Has anyone used binary (compiled) implementations of infomax ICA

I am a long time user of EEGLAB in MATLAB but now evaluating other options. I use cudaica() a compiled cuda implementation of the popular extended infomax ICA algorithm.

Is there a straight forward way in MNE to define the ICA method to use any binary (non python) ICA executable where the output is simply the weights and spheres?

I’m surprised in searching I am not getting any hits for ica_linux or cudaica_win in the forum.

ex.

TIA,
Brian

Hi @stratumorien , welcome!

No I don’t believe so. You’d probably have to export your data from MNE (e.g. epochs.get_data() ) and figure out how to pass that to cudaica directly.

Best of luck!

May I ask why you want to do that? The Picard package implements several different ICA algorithms and is extremely fast. It is also a method supported by MNE out of the box if you have installed this package.

2 Likes

ICA convergence for 64 channel, 6 hour resting state EEG (no PCA) is never fast, cudaica() provides at least a 20x speedup on my A6000…

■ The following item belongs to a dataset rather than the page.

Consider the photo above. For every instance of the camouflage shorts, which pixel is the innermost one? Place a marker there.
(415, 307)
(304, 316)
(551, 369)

Although I am not familiar with Picard so can’t comment on its efficiency, Ill look into it.

Depends on what you call “fast”. EEGLAB’s ICA implementation is very slow, and by that I mean both its runica and binica commands. Last time I tried, Picard was orders of magnitudes faster than even binica. So yes, just try and see if it’s fast enough for your use case. If not, you can always feed the EEG array to some CUDA implementation.

3 Likes

If you have 6 hours of data, there is something about the ICA that may be important to realize: it is based on statistics (stuff like kurtosis, means, stds, etc). As you add more data, these statistics can be estimated more reliably, but there are diminishing returns. Once you have “enough data” the statistics will be “good enough” and adding more will not make a noticeable difference. Hence the decim parameter of the ICA object. By setting decim to a value higher than 1, only every nth sample is used for the ICA computations. This speeds things up a lot and you can experiment with higher values for decim and see how the estimated ICA components change, if at all.

3 Likes

@cbrnr I tested out Picard-O on a 19 channel 10-20 EEG dataset that is 13 hours long and it converged in 38 min… very impressed…

I am new to python and slowly learning.

Using the example code as a guide I have results represented as variables K, W and Y.

K, W, Y = picard(data, n_components=19, ortho=True, random_state=0)

Is there a method to bring these back into the MNE raw object type to use its tools for viewing component properties?

Thanks,
Brian

1 Like

Nice! Yes, you can directly use mne.preprocessing.ICA(method="picard").

2 Likes

What am I doing wrong? Following MNE preprocessing tutorials…

Hello, can you please provide the full output (as preformatted text, not as a screenshot) here? Thanks!

This topic was automatically closed 7 days after the last reply. New replies are no longer allowed.